Hace años que no escribo carta a los Reyes Magos, que en la noche del 5 de enero no limpio los zapatos ni los pongo en el balcón, ni me paro a escuchar sus pasos por el tejado. La vida me ha enseñado que me basta con lo puesto para andar el camino, que no por más tener eres más feliz ni por mucho desear se cumplen los sueños; que es mucho más bonito dar que recibir, pedir para los demás que para uno mismo.
La mágica noche de Reyes ya no es aquella que guardo en mi corazón de niña, con ojos de niña, cuando Melchor, Gaspar y Baltasar llegaban en carrozas de luces o en sus camellos, y sus pajes y guardias reales en caballos; cuando los pastores campaban por la ciudad con sus ovejas y sus burritos zamoranos en esta tierra de pastoreo que es la mía. Cuando éramos más libres, menos acomplejados, más conscientes, más cercanos a los animales que sólo quieren ser eso, animales.
Además de ver en carne y hueso a sus Majestades los Magos de Oriente, aquellas ovejas de las cabalgatas, sus corderos blancos y esponjosos como el del suavizante Norit, como pequeñas nubes por las calles centrales de la ciudad, era lo que más nos llamaba la atención a los niños, aunque la provincia guarda su sello rural y es fácil aún verlos en cualquier pueblo, en cualquier paisaje como un inmenso Nacimiento con hombres y mujeres que esperan aún alguna buena nueva. Todos queríamos tocarlos o montar a la grupa de aquellos camellos tan exóticos, tan grandes, cuyo paso elegante dejaba sin palabras incluso a los menos crédulos y nos hacían soñar con desiertos y parajes lejanos, con el inmenso viaje de los Reyes desde el lejano Oriente.

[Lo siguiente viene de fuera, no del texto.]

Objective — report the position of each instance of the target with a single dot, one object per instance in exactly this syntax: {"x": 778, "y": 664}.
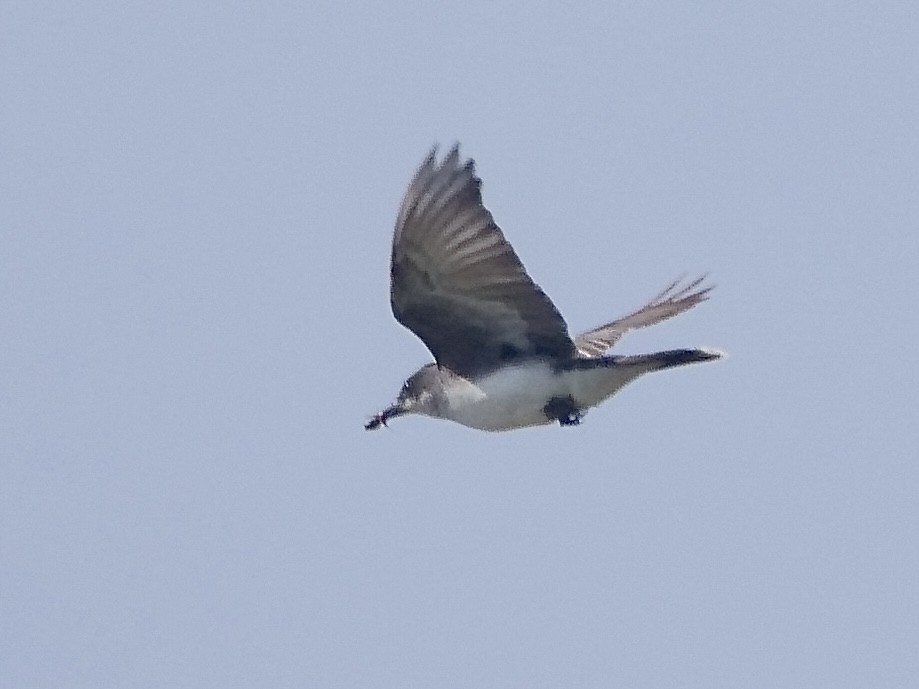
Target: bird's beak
{"x": 380, "y": 419}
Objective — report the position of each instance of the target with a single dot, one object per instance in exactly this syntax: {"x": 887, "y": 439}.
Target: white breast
{"x": 514, "y": 396}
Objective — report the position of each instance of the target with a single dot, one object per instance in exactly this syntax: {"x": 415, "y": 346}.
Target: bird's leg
{"x": 564, "y": 410}
{"x": 375, "y": 422}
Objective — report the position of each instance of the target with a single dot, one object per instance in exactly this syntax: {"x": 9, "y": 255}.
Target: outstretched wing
{"x": 671, "y": 301}
{"x": 456, "y": 281}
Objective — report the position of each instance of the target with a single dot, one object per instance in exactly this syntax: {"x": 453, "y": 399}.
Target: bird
{"x": 503, "y": 357}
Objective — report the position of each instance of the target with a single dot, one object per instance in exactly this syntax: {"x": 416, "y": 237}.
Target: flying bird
{"x": 503, "y": 355}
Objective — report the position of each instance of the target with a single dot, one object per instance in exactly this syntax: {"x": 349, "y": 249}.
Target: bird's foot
{"x": 375, "y": 422}
{"x": 564, "y": 410}
{"x": 571, "y": 420}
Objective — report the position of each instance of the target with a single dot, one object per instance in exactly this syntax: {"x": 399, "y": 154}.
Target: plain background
{"x": 196, "y": 204}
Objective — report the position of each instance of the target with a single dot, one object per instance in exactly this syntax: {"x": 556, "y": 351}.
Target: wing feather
{"x": 457, "y": 283}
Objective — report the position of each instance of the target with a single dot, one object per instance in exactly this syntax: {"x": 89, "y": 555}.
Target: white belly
{"x": 514, "y": 397}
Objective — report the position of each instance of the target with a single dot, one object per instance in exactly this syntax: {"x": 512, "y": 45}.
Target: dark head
{"x": 416, "y": 397}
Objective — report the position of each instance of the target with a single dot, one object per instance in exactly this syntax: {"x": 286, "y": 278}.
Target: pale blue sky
{"x": 196, "y": 203}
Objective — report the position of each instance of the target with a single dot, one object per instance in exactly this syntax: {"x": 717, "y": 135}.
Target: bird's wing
{"x": 456, "y": 281}
{"x": 673, "y": 300}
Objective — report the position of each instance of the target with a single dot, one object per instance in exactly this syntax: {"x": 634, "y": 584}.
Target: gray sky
{"x": 197, "y": 204}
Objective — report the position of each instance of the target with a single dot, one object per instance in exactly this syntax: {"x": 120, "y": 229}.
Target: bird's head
{"x": 416, "y": 397}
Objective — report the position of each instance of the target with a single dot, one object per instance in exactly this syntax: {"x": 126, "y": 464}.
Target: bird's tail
{"x": 658, "y": 361}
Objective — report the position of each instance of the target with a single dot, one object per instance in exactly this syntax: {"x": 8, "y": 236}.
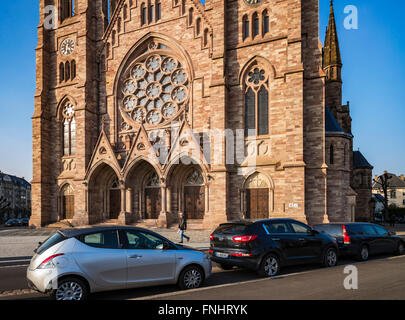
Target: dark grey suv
{"x": 362, "y": 239}
{"x": 267, "y": 245}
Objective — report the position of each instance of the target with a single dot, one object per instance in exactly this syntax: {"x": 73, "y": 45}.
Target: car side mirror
{"x": 166, "y": 245}
{"x": 313, "y": 232}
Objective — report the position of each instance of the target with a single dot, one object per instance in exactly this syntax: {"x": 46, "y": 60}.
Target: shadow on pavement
{"x": 219, "y": 277}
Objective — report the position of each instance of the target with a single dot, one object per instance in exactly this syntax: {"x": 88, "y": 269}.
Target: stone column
{"x": 162, "y": 221}
{"x": 122, "y": 219}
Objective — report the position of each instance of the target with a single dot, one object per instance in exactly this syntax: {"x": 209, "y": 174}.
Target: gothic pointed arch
{"x": 256, "y": 78}
{"x": 185, "y": 149}
{"x": 141, "y": 150}
{"x": 66, "y": 115}
{"x": 103, "y": 154}
{"x": 67, "y": 202}
{"x": 257, "y": 196}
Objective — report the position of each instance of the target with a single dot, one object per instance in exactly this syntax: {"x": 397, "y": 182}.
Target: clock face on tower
{"x": 253, "y": 2}
{"x": 67, "y": 47}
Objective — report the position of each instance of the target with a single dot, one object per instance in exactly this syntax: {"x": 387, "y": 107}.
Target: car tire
{"x": 364, "y": 253}
{"x": 270, "y": 266}
{"x": 191, "y": 277}
{"x": 330, "y": 258}
{"x": 225, "y": 266}
{"x": 400, "y": 248}
{"x": 70, "y": 288}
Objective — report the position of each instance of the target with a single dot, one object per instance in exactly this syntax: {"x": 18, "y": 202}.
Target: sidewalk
{"x": 18, "y": 243}
{"x": 22, "y": 242}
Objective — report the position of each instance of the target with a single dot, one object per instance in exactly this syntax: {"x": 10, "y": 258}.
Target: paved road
{"x": 377, "y": 280}
{"x": 382, "y": 277}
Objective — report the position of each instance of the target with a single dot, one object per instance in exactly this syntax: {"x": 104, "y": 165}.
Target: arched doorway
{"x": 153, "y": 202}
{"x": 67, "y": 202}
{"x": 115, "y": 199}
{"x": 194, "y": 195}
{"x": 104, "y": 197}
{"x": 145, "y": 191}
{"x": 257, "y": 188}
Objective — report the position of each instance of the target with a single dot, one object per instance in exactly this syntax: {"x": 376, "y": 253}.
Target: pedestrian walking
{"x": 183, "y": 227}
{"x": 392, "y": 221}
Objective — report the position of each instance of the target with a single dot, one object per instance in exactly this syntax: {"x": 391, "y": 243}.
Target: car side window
{"x": 299, "y": 228}
{"x": 105, "y": 239}
{"x": 277, "y": 227}
{"x": 369, "y": 230}
{"x": 142, "y": 240}
{"x": 381, "y": 231}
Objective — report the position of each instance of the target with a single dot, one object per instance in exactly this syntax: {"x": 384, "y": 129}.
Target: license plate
{"x": 221, "y": 255}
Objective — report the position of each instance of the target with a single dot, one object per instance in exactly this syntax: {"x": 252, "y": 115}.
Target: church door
{"x": 153, "y": 203}
{"x": 68, "y": 203}
{"x": 115, "y": 203}
{"x": 194, "y": 198}
{"x": 68, "y": 207}
{"x": 257, "y": 203}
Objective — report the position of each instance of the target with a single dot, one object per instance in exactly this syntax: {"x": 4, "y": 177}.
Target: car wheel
{"x": 190, "y": 278}
{"x": 270, "y": 266}
{"x": 70, "y": 289}
{"x": 364, "y": 253}
{"x": 225, "y": 266}
{"x": 331, "y": 258}
{"x": 401, "y": 249}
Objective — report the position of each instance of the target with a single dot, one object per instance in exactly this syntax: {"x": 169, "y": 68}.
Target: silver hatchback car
{"x": 73, "y": 263}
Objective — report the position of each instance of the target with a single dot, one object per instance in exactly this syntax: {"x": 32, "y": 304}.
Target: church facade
{"x": 223, "y": 110}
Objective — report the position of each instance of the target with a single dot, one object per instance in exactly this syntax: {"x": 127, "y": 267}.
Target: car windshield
{"x": 50, "y": 242}
{"x": 231, "y": 229}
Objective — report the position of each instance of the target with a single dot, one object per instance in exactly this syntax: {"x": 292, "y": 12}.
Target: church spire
{"x": 332, "y": 61}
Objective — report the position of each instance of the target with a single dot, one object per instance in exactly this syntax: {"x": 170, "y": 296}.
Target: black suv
{"x": 362, "y": 239}
{"x": 267, "y": 245}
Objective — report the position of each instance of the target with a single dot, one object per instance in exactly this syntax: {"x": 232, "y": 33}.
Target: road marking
{"x": 164, "y": 295}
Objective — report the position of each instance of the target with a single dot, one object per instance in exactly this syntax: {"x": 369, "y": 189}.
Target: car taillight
{"x": 346, "y": 238}
{"x": 241, "y": 254}
{"x": 47, "y": 263}
{"x": 244, "y": 239}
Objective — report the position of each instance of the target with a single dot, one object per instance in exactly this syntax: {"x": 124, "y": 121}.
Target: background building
{"x": 16, "y": 195}
{"x": 115, "y": 77}
{"x": 396, "y": 190}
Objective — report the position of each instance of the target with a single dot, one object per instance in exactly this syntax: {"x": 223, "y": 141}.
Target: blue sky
{"x": 373, "y": 58}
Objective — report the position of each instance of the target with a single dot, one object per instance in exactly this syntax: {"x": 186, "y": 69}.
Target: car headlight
{"x": 48, "y": 262}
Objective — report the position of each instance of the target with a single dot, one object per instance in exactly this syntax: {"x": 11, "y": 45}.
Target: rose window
{"x": 155, "y": 91}
{"x": 68, "y": 111}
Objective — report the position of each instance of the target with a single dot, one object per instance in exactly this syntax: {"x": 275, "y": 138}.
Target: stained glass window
{"x": 69, "y": 129}
{"x": 156, "y": 89}
{"x": 256, "y": 102}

Dónde quedaría eso.
Aquellos Reyes entrañables, aquel Baltasar de cara pintada, tiznada de betún, al que aún se le podía llamar por su nombre, el Rey Negro, de piel negra, ébano, tan bonita, sin el más mínimo atisbo de racismo, si Baltasar siempre fue mi Rey, el más querido, y todo su séquito, también oscuro, era el más esperado, el más bonito a mis ojos.
Éramos, fuimos, niños de otro tiempo; niños que veíamos los toros los domingos en la tele en blanco y negro, que paseábamos por los pueblos donde aún olía a boñiga y a pan recién horneado, a leña de encina y humo de las chimeneas; niños que tuvimos la suerte de ser niños en un tiempo sin prohibiciones remilgadas que vulneran el primer derecho de cualquier animal, que debería ser ése, ser lo que son, mientras nosotros debemos actuar como lo que somos, humanos, y cuidarlos y respetarlos, y poder disfrutarlos en nuestras calles, y seguir soñando con la peregrinación de los Magos a través del mundo guiados por una estrella. No son sus derechos, son nuestras obligaciones.
Proteger, cuidar a los animales, no es despojarlos de su parte animal, sino convivir con ellos manteniendo el orden de las cosas. Hace años Zamora sacaba pecho por su Cabalgata con animales, recreando lo que debió ser aquella caravana real. Hoy, con una ley sin pies ni cabeza, habrá quien se crea mejor con esa ley que prohíbe animales en el cortejo de sus Majestades. Ay, las prohibiciones de los del "prohibido prohibir".
Yo cerraré los ojos y regresaré a aquellos camellos majestuosos, a los cascos de los caballos por la ciudad, a las esquilas de aquellas ovejas y corderos que pasaban por la calle con sus pastores recordando que esta tierra tiene alma, vocación, de pastor, de campo, de leche, queso y vino. Me dormiré esperando a los Reyes sin contar ovejas, no siendo que sea delito hasta soñarlas. Y en mis sueños regresarán Melchor, Gaspar y Baltasar sobre sus camellos, atravesando desiertos con sus alforjas llenas de esperanza, de la ilusión infantil que perdemos por el camino.